I will give kernel 5.4 a try, but it will take me at least a week to merge my other changes and run the tests.
Any suggestions?

  • Hi Markus,

    What kind of test program do you run? Can you connect the lan9500 device to an AM3352 EVM (for example the GP EVM or Beaglebone Black) to run your test? By this I think you don't have to spend time to merge your changes.

    I would recommend to test TI 4.19.y kernel and community v5.6 kernel. I think there were some CPPI41 DMA driver patches added in the recent kernels. If the issue still happens with the latest TI and community kernels. The next step would be to connect a Lecroy usb protocol analyzer to capture the usb bus traffic, but it still would be challenging to figure out how to trigger the analyzer to stop once the problem happens, because you mentioned the issue takes hours or weeks to happen.
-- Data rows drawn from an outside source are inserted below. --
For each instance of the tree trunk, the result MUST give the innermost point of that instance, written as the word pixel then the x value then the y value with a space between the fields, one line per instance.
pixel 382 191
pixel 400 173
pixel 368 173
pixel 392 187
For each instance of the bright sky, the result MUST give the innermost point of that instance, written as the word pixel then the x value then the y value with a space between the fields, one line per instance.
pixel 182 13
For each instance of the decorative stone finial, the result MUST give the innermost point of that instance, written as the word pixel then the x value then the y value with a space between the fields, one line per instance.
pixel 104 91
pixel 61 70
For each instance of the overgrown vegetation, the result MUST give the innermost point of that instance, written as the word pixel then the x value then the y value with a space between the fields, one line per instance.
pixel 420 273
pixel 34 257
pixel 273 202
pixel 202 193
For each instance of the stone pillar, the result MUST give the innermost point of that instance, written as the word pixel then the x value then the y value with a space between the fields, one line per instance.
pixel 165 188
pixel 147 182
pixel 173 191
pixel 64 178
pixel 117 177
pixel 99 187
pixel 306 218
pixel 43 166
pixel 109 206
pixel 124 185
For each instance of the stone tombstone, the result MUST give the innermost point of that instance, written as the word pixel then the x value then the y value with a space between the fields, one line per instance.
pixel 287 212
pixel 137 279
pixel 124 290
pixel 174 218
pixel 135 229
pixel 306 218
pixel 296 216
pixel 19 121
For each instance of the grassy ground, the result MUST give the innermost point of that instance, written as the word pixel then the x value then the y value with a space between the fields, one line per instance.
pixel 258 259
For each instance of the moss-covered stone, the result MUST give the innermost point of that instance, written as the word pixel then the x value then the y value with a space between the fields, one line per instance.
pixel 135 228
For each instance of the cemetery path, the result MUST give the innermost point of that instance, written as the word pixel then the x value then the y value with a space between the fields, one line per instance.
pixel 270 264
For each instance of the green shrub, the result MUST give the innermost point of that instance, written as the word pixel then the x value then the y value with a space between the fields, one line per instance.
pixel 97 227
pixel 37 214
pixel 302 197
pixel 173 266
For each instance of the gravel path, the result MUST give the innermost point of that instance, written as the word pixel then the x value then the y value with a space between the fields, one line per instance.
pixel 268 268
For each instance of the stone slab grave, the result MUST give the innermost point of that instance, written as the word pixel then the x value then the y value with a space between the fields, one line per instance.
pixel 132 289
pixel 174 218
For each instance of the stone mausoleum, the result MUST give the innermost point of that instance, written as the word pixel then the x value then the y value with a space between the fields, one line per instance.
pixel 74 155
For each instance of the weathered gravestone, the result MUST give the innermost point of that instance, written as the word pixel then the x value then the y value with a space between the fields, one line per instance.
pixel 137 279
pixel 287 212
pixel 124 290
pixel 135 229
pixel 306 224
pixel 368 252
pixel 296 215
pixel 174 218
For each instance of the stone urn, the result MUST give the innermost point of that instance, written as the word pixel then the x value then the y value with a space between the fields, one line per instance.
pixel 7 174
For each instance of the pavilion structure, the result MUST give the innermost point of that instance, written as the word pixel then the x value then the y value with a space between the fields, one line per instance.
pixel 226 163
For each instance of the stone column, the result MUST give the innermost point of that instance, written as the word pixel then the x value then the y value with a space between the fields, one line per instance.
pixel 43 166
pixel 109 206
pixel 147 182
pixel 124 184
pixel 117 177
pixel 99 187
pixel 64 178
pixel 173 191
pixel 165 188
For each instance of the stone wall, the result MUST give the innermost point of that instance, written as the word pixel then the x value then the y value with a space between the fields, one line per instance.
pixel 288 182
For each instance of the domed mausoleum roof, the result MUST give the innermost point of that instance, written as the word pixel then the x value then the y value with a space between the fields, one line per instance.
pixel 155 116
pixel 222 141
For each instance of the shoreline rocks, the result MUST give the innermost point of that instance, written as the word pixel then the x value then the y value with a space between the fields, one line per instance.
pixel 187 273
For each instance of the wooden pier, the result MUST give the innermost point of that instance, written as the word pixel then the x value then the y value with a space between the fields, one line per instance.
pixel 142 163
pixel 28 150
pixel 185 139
  • Hi Bin thank you for your comment.
    I forgot to mention that I was not able to trigger the error with any deterministic test program yet. A busy corporate network, or PLCs talking Profinet can trigger the error. I'm suspecting the broadcast and multicast packets to trigger the error. It is a 4 port switch, so the kernel would send 4 packets "at once".
    I have a BBB with 5.6 community kernel and 2 consumer lan9500 devices attached running now. I might be able to mimic the behavior of the DSA with a bridge with lots of vlan interfaces.
    I don't see why a USB analyzer would help, if it runs perfectly smooth with DMA disabled.
    The cppi41 fixes you were refering to, are already included in 4.14.152, I think. There were other musb fixes in .165 and .172, at least I saw 2 other issues solved. There was a high load when disconnecting a wireless modem and a LAN7850 did not work properly, when connected through a USB hub.

  • Hi Markus,

    A USB analyzer provides USB bus traces, which could help me to understand the data pattern in your use case.This is typically the first step of the debug process.

    Please let me know your test result with BBB. If you could reproduce the symptom with BBB or AM335x GP EVM and I could replicate the same, it would help me to debug the issue locally.